Downloading builder script: 0.00B [00:00, ?B/s]

**Train the Model**

In [19]:
import torch
device = torch.device("cuda" if torch.cuda.is_available() else "cpu")

from transformers import Seq2SeqTrainingArguments

model.to(device)
training_args = Seq2SeqTrainingArguments(
    f"finetuned-nlp-en-hi",
    gradient_checkpointing=True,
    per_device_train_batch_size=32,
    learning_rate=1e-5,
    warmup_steps=2,
    max_steps=20,
    fp16=True,
    optim='adafactor',
    per_device_eval_batch_size=16,
    metric_for_best_model="eval_bleu",
    predict_with_generate=True,
    push_to_hub=False,
    report_to="none",
)

In [20]:
from transformers import Seq2SeqTrainer

trainer = Seq2SeqTrainer(
    model,
    training_args,
    train_dataset=tokenized_datasets_test,
    eval_dataset=tokenized_datasets_validation,
    data_collator=data_collator,
    tokenizer=tokenizer,
    compute_metrics=compute_metrics,
)

trainer.train()

  trainer = Seq2SeqTrainer(


Step,Training Loss




TrainOutput(global_step=20, training_loss=3.425583267211914, metrics={'train_runtime': 1252.3041, 'train_samples_per_second': 0.511, 'train_steps_per_second': 0.016, 'total_flos': 11237307973632.0, 'train_loss': 3.425583267211914, 'epoch': 0.25316455696202533})

**Building an Interactive Gradio App**

In [21]:
import gradio as gr


def translate(text):
  inputs = tokenizer(text, return_tensors="pt").to(device)
  translated_tokens = model.generate(**inputs,  max_length=256)
  results = tokenizer.batch_decode(translated_tokens, skip_special_tokens=True)[0]
  return results

interface = gr.Interface(fn=translate,inputs=gr.Textbox(lines=2, placeholder='Text to translate'),
                        outputs='text')

interface.launch()

It looks like you are running Gradio on a hosted Jupyter notebook, which requires `share=True`. Automatically setting `share=True` (you can turn this off by setting `share=False` in `launch()` explicitly).

Colab notebook detected. To show errors in colab notebook, set debug=True in launch()
* Running on public URL: https://9eb514eddb2738c712.gradio.live

This share link expires in 1 week. For free permanent hosting and GPU upgrades, run `gradio deploy` from the terminal in the working directory to deploy to Hugging Face Spaces (https://huggingface.co/spaces)




**Conclusion**

This project successfully demonstrates the process of fine-tuning a pre-trained transformer-based Neural Machine Translation (NMT) model for English–Hindi translation using the Hugging Face Transformers ecosystem. By leveraging the MarianMT model (Helsinki-NLP/opus-mt-en-hi) and the IIT Bombay English–Hindi Parallel Corpus, the system effectively learns to generate fluent and contextually accurate translations.

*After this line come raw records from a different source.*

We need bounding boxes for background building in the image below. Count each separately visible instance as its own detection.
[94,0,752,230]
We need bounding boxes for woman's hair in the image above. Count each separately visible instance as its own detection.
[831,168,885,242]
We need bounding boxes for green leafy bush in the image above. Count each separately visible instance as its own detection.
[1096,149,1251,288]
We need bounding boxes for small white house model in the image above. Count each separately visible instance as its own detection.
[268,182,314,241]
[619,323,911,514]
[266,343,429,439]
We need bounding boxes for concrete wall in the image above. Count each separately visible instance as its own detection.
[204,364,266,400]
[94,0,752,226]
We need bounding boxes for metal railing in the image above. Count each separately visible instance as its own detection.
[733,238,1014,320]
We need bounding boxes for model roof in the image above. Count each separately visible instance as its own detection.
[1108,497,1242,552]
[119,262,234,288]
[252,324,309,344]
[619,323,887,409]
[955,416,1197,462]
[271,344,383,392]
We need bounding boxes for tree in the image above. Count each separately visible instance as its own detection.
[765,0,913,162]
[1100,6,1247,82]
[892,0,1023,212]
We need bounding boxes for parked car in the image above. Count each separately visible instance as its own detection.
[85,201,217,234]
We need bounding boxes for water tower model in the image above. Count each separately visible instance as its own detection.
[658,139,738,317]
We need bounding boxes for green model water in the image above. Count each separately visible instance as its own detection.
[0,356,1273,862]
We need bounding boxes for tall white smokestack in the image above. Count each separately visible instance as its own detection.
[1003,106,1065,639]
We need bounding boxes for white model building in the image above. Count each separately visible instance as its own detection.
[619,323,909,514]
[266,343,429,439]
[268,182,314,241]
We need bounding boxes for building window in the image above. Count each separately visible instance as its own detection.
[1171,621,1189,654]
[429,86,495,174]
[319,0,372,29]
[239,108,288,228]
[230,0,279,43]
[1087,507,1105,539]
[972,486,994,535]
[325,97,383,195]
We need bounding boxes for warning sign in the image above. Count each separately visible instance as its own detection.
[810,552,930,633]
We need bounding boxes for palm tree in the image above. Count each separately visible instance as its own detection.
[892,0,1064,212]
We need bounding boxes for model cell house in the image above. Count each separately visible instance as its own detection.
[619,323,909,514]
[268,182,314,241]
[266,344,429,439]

Through preprocessing, tokenization, fine-tuning, and evaluation using the SacreBLEU metric, the model achieved meaningful translation performance within a limited training setup. The project also showcased how transfer learning and layer freezing can optimize training efficiency and prevent overfitting, particularly when fine-tuning large transformer architectures on bilingual data.

The integration of a Gradio interface provided an intuitive, user-friendly platform to test the model in real-time, bridging the gap between research and practical application. This emphasizes how deep learning models can be deployed for everyday multilingual communication tasks.